Modular Addition, Subtraction and Multiplication - SS1 Mathematics Lesson Note
The symbols \(\oplus ,\ \ \ominus ,\ \ \)and \(\otimes\) denote modular addition, subtraction, and multiplication respectively.
Example: Evaluate the following: (i) \(4 \oplus 9 \ominus 7(mod\ 2)\) (ii) \(72\ \ominus 81 \circleddash \ 13\ (mod\ 7)\) (iii) \(35\ \otimes \ 10\ (mod\ 6)\)
Solution
(i) \(4 \oplus 9 \ominus 7(mod\ 2)\ \ \ \ = 13 \ominus 7(mod\ 2)\ \ \ \ = \ 5\ (mod\ 2)\ \ \ \ = \ \frac{5}{2} = 2\ remainder\ \mathbf{1}\)
Thus, \(4 \oplus 9 \ominus 7(mod\ 2) \equiv \mathbf{1}\)
(ii) \(72\ \ominus 81 \circleddash \ 13\ (mod\ 7)\ \ \ = \ - 9 \circleddash \ 13\ (mod\ 7)\ \ \ = - 22\ (mod\ 7)\)
\(- 22 = x\ (mod\ 7)\)
\(- 22 = q.7 + \mathbf{x}\)
\(- 22 = - 4(7) + \mathbf{x}\)
\(- 22 = \ - 28 + \mathbf{x}\)
\(- 22 + 28 = \mathbf{x}\)
\(\mathbf{x =}6\)
Thus, \(72\ \ominus 81 \circleddash \ 13\ (mod\ 7) \equiv \mathbf{6}\)
(iii) \(35\ \otimes \ 10\ (mod\ 6)\ \ \ \ = 350\ (mod\ 6)\)
\(\frac{350}{6} = 58\ remainder\ \mathbf{2}\)
\(35\ \otimes \ 10\ (mod\ 6)\mathbf{\equiv 2}\)

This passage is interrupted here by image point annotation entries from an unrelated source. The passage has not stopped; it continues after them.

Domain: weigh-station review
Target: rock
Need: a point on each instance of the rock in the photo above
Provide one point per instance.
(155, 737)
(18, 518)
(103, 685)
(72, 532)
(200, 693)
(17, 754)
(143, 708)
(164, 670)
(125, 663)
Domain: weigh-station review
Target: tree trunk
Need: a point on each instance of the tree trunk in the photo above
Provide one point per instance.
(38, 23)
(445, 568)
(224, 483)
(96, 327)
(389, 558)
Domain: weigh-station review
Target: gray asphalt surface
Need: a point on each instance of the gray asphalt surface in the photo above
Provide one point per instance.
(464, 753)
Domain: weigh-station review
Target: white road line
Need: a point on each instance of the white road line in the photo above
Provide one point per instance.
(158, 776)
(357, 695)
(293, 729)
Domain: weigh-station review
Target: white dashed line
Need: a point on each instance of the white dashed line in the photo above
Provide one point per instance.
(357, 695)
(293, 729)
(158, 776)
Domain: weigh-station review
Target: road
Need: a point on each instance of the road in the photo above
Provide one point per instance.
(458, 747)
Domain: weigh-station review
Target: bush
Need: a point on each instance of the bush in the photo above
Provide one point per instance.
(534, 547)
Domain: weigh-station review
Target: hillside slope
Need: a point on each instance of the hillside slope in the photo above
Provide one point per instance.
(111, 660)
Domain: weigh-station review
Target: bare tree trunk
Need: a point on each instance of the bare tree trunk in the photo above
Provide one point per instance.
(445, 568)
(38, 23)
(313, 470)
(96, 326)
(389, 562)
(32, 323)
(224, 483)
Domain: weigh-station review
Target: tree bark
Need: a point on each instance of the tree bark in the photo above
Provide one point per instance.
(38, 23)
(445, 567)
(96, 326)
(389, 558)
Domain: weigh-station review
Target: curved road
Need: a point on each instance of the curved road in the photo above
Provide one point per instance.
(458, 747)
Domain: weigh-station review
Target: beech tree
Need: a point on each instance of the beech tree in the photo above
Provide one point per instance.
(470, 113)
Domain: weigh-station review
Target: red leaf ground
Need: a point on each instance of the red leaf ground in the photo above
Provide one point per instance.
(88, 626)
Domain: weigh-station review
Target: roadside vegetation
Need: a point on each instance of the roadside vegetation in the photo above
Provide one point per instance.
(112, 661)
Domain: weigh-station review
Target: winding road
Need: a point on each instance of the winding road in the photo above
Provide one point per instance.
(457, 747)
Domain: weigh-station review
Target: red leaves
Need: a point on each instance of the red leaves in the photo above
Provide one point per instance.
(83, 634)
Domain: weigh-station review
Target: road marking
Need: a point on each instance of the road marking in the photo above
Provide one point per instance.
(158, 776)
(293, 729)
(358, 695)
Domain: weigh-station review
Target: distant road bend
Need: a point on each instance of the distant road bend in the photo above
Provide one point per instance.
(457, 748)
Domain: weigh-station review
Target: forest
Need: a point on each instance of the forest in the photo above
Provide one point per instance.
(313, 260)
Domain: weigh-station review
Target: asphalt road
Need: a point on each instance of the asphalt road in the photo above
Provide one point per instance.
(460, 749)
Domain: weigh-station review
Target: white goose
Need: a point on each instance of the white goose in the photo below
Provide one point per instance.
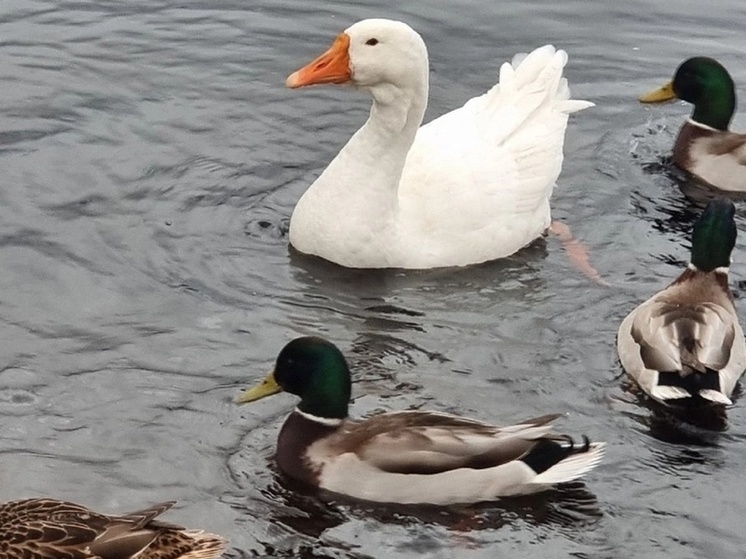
(470, 186)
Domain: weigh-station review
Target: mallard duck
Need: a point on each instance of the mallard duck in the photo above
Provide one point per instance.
(409, 456)
(52, 529)
(470, 186)
(705, 147)
(685, 344)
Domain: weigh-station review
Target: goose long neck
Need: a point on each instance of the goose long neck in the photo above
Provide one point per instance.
(376, 154)
(384, 140)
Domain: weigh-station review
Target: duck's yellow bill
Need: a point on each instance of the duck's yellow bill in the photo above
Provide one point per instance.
(659, 95)
(266, 388)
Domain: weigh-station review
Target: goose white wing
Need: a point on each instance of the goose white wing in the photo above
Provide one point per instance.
(481, 176)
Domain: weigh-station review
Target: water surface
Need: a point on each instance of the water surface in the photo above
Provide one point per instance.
(151, 158)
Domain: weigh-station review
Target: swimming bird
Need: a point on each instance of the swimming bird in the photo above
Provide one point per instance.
(685, 344)
(468, 187)
(705, 147)
(52, 529)
(408, 456)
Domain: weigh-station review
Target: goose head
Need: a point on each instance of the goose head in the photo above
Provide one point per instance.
(372, 54)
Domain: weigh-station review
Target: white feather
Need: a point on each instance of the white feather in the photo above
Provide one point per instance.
(470, 186)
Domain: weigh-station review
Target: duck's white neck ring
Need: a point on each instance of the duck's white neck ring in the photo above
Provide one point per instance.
(693, 122)
(331, 422)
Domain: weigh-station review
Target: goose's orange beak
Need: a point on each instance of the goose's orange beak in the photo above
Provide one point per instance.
(331, 67)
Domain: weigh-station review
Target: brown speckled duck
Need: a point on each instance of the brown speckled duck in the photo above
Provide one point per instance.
(410, 456)
(705, 147)
(685, 344)
(52, 529)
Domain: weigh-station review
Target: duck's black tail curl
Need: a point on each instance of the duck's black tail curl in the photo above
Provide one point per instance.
(549, 452)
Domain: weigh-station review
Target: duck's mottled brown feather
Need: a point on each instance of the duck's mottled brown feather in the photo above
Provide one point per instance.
(52, 529)
(717, 157)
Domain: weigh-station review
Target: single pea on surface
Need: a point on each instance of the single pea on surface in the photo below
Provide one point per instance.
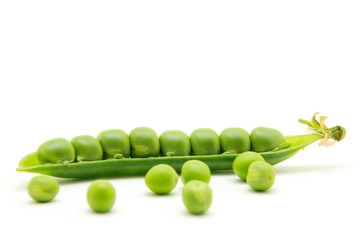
(195, 170)
(265, 139)
(101, 196)
(197, 196)
(242, 162)
(43, 188)
(161, 179)
(261, 176)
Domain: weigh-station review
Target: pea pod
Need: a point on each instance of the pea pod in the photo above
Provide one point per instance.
(216, 162)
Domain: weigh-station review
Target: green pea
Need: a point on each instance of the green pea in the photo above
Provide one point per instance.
(43, 188)
(115, 143)
(195, 170)
(87, 148)
(265, 139)
(261, 176)
(242, 162)
(101, 196)
(197, 196)
(175, 143)
(57, 150)
(144, 142)
(161, 179)
(204, 141)
(235, 140)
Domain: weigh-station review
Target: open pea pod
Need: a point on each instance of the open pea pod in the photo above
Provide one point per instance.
(139, 166)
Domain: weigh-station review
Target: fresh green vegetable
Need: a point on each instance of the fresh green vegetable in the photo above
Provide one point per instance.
(216, 162)
(197, 196)
(265, 139)
(261, 176)
(115, 144)
(144, 143)
(195, 170)
(87, 148)
(161, 179)
(242, 162)
(204, 141)
(101, 196)
(57, 150)
(234, 140)
(43, 188)
(175, 143)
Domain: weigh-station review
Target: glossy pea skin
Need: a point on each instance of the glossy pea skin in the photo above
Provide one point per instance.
(195, 170)
(87, 148)
(243, 161)
(265, 139)
(204, 141)
(101, 196)
(115, 143)
(197, 196)
(175, 143)
(43, 188)
(144, 143)
(57, 150)
(234, 140)
(161, 179)
(261, 176)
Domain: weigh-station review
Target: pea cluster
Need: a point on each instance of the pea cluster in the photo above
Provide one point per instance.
(142, 152)
(143, 142)
(162, 179)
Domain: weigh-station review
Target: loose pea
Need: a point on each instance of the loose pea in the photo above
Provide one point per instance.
(175, 143)
(204, 141)
(242, 162)
(161, 179)
(144, 142)
(261, 176)
(197, 196)
(101, 196)
(115, 143)
(57, 150)
(87, 148)
(195, 170)
(236, 140)
(43, 188)
(265, 139)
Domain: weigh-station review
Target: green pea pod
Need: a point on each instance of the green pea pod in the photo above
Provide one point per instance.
(115, 143)
(139, 166)
(175, 143)
(87, 148)
(265, 139)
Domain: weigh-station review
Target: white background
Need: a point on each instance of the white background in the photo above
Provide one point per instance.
(75, 67)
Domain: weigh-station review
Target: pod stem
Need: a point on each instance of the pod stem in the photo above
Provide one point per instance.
(330, 135)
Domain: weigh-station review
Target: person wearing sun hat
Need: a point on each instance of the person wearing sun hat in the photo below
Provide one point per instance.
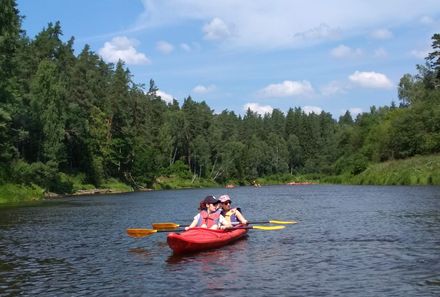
(233, 216)
(208, 217)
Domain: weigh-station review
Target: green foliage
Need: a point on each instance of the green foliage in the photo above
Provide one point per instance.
(13, 193)
(420, 170)
(45, 175)
(72, 122)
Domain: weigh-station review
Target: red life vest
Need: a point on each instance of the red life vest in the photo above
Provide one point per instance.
(209, 220)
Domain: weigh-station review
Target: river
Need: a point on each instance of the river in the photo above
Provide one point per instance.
(349, 241)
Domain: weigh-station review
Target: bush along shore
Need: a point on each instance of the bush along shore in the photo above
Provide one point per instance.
(419, 170)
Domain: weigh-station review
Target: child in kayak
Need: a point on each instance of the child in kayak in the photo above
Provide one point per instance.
(209, 216)
(233, 216)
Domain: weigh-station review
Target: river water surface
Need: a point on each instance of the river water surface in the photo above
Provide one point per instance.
(349, 241)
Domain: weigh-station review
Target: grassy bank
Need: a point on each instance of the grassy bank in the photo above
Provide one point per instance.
(419, 170)
(11, 193)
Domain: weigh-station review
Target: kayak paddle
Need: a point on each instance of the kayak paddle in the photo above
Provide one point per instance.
(168, 225)
(139, 232)
(266, 228)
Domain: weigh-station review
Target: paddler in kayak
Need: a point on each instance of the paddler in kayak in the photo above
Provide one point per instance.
(233, 216)
(209, 216)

Example: What is the time \(16\ hours\) after \(6\ o’clock\) (\(6:00\ am\))?
Solution
Assuming a 12-hour clock, that is modulo 12
\(16\ \oplus 6\ (mod\ 12)\ \ \ \ \ = 22\ (mod\ 12)\ \ \ \ \ \ = \ \frac{22}{12}\ = 1\ remainder\ \mathbf{10}\)
Thus, \(16\ \oplus 6\ (mod\ 12)\ \equiv \mathbf{10}\), meaning the time will be 10 o’clock or 10:00 pm that same day.
Assuming a 24-hour clock, that is modulo 24
\(16\ \oplus 6\ (mod\ 24)\ \ \ \ \ = 22\ (mod\ 24)\ \ \ \ \ \ = \ \frac{22}{24}\ = 0\ remainder\ \mathbf{22}\)
Thus, \(16\ \oplus 6\ (mod\ 24)\ \equiv \mathbf{22}\), meaning the time will be 22:00 hours or 10:00 pm that same day.